On Tue, 27 Jul 2021 16:41:03 +0100
Mark Fortescue via clamav-users <clamav-users@lists.clamav.net> wrote:

> Hi Joel,
> 
> One quick answer to why people do not upgrade the OS is that the 
> hardware does not support the upgrade (mostly due to memory and x86_64).
> 
> I work with embedded systems where the code is very specific to the 
> hardware so new hardware is not an option.
> 
> For others it may just be the hassle of starting setting up a new OS and 
> fixing all the distribution bugs/annoyances that get installed with each 
> new OS all over again.
> 
> Regards
>       Mark.


In my case, I can't simply upgrade to the latest Debian (or any other distro), 
as one of the systems is our home firewall and gateway -- with iptables, 
multi-LAN routing (with local DNS), a bit of bridging, encrypted tunnels to 
elsewhere, etc. This means we would lose *all* Internet connectivity for who 
knows how long if I tried an in-place upgrade.

So the only way to move forward seems to be to rebuild our system on separate 
hardware. I have started this on hardware I already mainly have (being retired, 
and thus without corporate budget or staff). Then I plan get the new build more 
or less working, and hope that I don't have to move cables between the old and 
new (and change IP addresses back and forth) more than a few times, thereby 
only having a few short periods of time without Internet connectivity.

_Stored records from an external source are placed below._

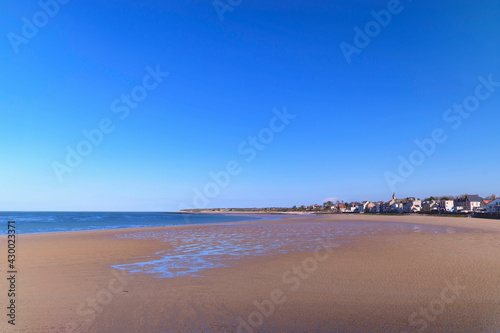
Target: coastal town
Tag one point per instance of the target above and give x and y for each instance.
(466, 204)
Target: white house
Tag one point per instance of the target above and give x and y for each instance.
(429, 206)
(470, 202)
(494, 206)
(446, 205)
(412, 205)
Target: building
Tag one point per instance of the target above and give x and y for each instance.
(494, 206)
(470, 202)
(446, 205)
(412, 205)
(429, 206)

Finally, building this new system is made even more difficult by the fact that 
iptables has recently been replaced by nftables, whose native syntax has been 
"improved" to be quite different. There is, at least, a legacy iptables 
interface to it, and it may actually be behaviorally identical to the old 
iptables for my > 2000 custom rules (built up over a dozen years) which govern 
LAN[i] <=> LAN[j] and LAN[i] <=> Internet routing and firewalling.

P.S. The last time I upgraded our firewall, from x86 to x86_64, at least 
iptables was quite compatible with ipchains, and Linux as a whole was still in 
the early stages of its exponential growth in complexity.